L’utilizzo di sofisticate tecnologie in grado di monitorare la crescita degli embrioni, ha permesso di definirlo come un’identità dinamica e soggetta a variazioni continue. Il grado di plasticità degli embrioni sembra essere una loro caratteristica intrinseca condizionata dai meccanismi di divisioni cellulari, dalla qualità del citoplasma ovocitario, dall’allineamento dei pronuclei e dalle condizioni nutritive in vitro.
Come vengono valutati gli embrioni?
I fattori più importanti della valutazione morfologica degli embrioni sono: il numero di cellule, la percentuale di frammentazioni, l’uniformità nella dimensione delle cellule e la simmetria nella disposizione delle stesse. Fondamentale è sottolineare che non esiste una diretta correlazione tra la valutazione morfologica e la percentuale di successo del trattamento: una perfetta morfologia non è sinonimo di gravidanza, così come una morfologia scadente non è sinonimo di fallimento di gravidanza. Intervengono infatti molteplici fattori oltre alla qualità dell’embrione come i livelli ormonali, lo spessore dell’endometrio e altre condizioni fisiologiche della paziente.
Quando avviene il trasferimento degli embrioni in cavità uterina?
Il trasferimento degli embrioni in cavità uterina può essere effettuato dal giorno dopo l’inseminazione fino allo stadio di blastocisti.
La decisione relativa al giorno in cui effettuare il trasferimento è dettata da diversi fattori che riguardano sia la paziente che gli embrioni. Per quanto riguarda la paziente viene valutata la sua storia clinica, il tipo di stimolazione che ha effettuato, la risposta alla suddetta stimolazione e l’età. Per quanto riguarda gli embrioni si considerano il numero e la qualità degli stessi: non tutti gli embrioni che si ottengono dall’inseminazione, infatti, riescono a crescere fino allo stadio di blastocisti.
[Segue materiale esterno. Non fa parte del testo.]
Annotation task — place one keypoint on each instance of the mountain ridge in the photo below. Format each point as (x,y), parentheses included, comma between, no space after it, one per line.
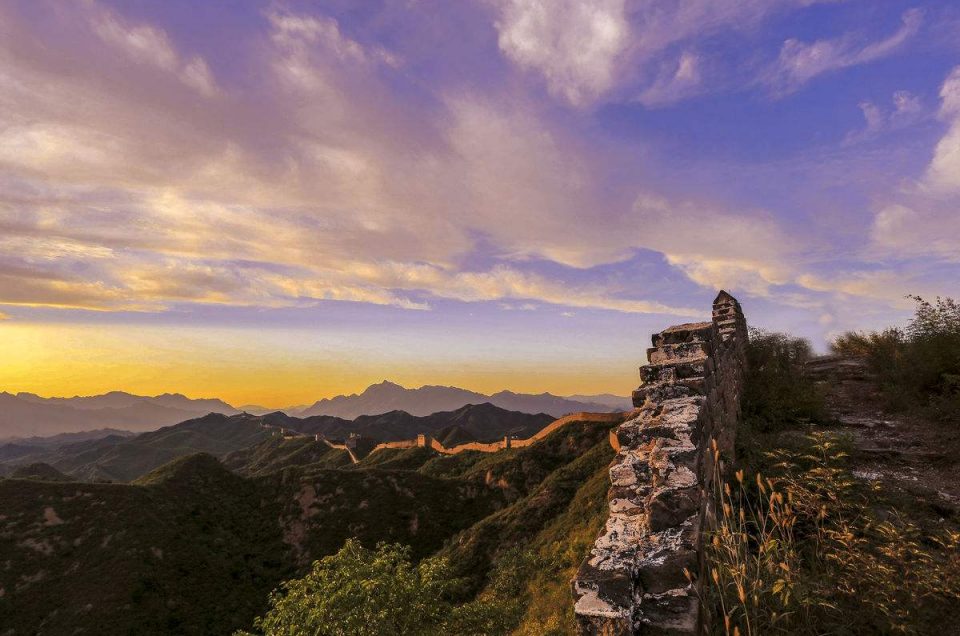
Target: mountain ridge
(387,396)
Il trasferimento degli embrioni è una pratica dolorosa?
Il trasferimento degli embrioni in cavità uterina non è una pratica dolorosa: non prevede anestesia e dura pochi minuti. Posizionato lo speculum, tamponato leggermente il collo dell’utero con dell’acqua sterile, il ginecologo procede con l’inserimento degli embrioni attraverso un apposito catetere.
Esistono dei modi non invasivi di selezionare gli embrioni “migliori”?
La scienza che si occupa di ricercare metodi non invasivi di selezione degli embrioni è la metabolomica che studia le variazioni metaboliche delle cellule degli organismi viventi. Gli embrioni sono formati da cellule che, durante la coltura nei terreni specifici, utilizzano le sostanze nutritive rilasciando come prodotto finale i cosiddetti metaboliti.
Questo processo di rilascio porta come conseguenza delle variazioni nella composizione dei terreni stessi. Quello che ci si aspetta dunque è che analizzando i metaboliti prodotti, si possano ricavare informazioni preziose sulla vitalità, sulle potenzialità e non da meno sulle possibilità di impianto degli embrioni. I cambiamenti nel terreno sono lo specchio dunque dell’attività e dell’efficienza del metabolismo degli embrioni. Ad oggi la metabolomica rappresenta una promettente prospettiva futura, anche se sono ancora necessari studi per sviluppare un sistema standardizzato che la rendano una tecnica valida ed applicabile sul piano clinico.